I am doing so much mentally and having great fun thinking up new idea's and seeing old idea's come to fruition...but all the time, I cannot shake off this exhaustion. I look back and realise how little I can do compared with a year ago....and this week I looked back to just the last couple of months and see how far downhill I have gone.
I took delivery of a powered wheelchair last week and this week was assessed as needing a wet room and a stair lift..... I am only 50!
It is strange. I am so pleased to have the independence that the mobility wheelchair will give me BUT it defines me now as 'disabled' and I feel really sad, like I have gone backwards.

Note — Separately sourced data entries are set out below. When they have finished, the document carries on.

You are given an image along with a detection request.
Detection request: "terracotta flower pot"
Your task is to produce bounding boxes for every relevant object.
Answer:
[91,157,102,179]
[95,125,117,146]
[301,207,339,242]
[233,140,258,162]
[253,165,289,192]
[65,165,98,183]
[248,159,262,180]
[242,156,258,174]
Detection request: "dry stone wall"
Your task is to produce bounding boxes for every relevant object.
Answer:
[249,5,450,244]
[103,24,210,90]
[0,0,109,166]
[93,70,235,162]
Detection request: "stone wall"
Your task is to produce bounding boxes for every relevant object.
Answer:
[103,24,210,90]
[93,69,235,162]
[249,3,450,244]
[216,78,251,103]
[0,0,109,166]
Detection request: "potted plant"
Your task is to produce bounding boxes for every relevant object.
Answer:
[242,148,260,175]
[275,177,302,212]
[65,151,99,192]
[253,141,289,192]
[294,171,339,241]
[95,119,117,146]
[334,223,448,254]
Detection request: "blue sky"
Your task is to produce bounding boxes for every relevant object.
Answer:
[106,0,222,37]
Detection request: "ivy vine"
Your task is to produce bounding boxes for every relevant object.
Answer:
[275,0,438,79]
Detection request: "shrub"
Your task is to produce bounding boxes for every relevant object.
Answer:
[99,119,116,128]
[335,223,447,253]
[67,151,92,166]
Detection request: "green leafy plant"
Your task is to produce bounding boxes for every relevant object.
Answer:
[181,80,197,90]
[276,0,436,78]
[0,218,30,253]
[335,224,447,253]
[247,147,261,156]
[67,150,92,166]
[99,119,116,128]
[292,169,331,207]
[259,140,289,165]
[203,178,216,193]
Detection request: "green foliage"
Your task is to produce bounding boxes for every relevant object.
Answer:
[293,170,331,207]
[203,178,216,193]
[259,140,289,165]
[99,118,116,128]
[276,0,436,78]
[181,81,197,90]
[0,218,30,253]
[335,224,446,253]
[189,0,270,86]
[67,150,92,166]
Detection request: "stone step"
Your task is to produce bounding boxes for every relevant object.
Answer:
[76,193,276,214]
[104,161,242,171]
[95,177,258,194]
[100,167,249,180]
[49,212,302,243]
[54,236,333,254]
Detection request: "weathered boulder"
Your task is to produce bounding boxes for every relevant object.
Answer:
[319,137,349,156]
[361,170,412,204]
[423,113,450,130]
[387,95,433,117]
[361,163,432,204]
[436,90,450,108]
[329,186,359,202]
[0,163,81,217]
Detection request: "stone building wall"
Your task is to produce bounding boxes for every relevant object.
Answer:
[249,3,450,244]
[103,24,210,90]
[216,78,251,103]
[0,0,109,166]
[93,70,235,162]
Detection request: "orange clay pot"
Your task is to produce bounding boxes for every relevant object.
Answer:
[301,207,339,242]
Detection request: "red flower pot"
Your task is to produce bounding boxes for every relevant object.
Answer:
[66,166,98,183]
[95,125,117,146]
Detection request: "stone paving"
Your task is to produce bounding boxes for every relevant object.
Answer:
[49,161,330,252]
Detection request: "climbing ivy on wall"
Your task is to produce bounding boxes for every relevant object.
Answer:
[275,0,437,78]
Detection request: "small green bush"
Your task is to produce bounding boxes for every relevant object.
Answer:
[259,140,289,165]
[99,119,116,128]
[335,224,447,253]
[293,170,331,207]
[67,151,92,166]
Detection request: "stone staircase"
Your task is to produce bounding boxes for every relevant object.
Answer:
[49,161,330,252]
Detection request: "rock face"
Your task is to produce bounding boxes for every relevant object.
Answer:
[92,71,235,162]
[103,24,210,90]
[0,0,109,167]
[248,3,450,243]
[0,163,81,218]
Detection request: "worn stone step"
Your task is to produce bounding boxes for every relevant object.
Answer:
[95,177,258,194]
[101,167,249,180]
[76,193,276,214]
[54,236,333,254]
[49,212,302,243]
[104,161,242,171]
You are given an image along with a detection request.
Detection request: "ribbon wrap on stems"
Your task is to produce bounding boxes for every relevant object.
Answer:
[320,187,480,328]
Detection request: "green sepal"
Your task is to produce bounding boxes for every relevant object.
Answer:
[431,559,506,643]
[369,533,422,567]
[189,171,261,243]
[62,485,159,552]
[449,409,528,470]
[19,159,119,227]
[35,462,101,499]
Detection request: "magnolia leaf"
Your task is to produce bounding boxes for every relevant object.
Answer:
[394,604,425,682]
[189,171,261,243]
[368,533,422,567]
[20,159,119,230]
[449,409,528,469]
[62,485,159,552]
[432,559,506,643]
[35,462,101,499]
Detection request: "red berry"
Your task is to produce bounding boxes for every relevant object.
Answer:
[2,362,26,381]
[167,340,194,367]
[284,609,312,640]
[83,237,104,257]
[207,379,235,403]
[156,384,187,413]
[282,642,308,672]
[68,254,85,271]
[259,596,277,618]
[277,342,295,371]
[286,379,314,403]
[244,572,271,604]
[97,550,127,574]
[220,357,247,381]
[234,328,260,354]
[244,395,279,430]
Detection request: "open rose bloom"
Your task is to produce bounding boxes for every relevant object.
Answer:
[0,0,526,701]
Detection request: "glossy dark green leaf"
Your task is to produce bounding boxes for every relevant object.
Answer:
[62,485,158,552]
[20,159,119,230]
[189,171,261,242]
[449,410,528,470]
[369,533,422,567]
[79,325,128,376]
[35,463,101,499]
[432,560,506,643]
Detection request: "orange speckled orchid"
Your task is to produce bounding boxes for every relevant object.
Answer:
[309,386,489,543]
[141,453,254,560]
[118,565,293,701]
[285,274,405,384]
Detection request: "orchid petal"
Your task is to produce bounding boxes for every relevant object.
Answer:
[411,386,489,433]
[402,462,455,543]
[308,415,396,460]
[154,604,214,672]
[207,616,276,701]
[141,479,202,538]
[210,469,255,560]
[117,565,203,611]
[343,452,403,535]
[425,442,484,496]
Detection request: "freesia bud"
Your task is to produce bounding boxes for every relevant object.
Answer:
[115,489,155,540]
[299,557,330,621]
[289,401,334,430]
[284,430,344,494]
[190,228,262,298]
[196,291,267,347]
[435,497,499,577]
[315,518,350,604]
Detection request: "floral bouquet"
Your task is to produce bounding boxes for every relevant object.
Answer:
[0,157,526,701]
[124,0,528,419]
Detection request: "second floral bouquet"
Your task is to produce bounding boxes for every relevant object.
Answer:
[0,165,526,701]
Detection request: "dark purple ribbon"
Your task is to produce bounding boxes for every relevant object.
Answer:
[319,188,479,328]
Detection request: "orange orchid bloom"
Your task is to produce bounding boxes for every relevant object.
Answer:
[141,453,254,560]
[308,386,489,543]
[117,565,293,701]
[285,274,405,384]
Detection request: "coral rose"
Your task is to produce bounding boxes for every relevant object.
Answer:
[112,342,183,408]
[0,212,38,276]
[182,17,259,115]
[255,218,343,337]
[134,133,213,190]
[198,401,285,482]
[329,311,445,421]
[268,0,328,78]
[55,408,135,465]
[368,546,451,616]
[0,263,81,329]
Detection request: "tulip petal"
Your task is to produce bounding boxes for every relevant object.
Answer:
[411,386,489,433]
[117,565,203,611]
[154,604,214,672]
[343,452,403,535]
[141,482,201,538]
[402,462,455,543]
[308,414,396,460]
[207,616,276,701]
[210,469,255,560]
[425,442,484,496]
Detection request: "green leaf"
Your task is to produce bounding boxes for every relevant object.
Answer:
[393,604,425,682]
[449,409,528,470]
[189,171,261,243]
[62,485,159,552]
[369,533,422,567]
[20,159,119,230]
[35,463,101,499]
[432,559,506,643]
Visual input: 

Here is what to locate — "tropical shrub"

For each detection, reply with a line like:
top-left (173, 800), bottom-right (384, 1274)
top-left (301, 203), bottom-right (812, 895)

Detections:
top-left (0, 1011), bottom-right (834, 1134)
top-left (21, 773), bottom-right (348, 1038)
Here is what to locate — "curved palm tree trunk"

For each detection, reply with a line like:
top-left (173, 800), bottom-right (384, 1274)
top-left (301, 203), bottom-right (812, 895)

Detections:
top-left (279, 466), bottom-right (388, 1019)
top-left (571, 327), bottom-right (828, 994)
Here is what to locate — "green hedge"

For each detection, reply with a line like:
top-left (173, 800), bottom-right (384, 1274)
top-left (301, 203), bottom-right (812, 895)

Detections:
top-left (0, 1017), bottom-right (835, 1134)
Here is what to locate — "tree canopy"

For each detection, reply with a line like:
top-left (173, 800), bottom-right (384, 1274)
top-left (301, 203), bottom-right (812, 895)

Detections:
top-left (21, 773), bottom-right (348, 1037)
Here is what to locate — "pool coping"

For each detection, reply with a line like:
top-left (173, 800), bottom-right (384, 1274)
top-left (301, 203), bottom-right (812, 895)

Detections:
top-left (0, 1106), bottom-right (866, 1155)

All I can do to stay sane, is be positive. The joy I felt when being outside in the sunshine this week, in my wheelchair, was wonderful...it really did fill my soul. That pleasure will be worth putting up with all the negatives. I have been so isolated for so long, stuck indoors because the effort of getting ready to go out was too much, let alone the actual trip out!
I saw last summer mainly through my bedroom window. This year I plan to take the dog for a walk with my husband, visit the beach and stroll (or rather ride) along the quay. I plan to start living again.
You coming too? You will recognise me when you see me.......I'll be gliding along, the gal with a smile on her face, wearing red button boots!!!!!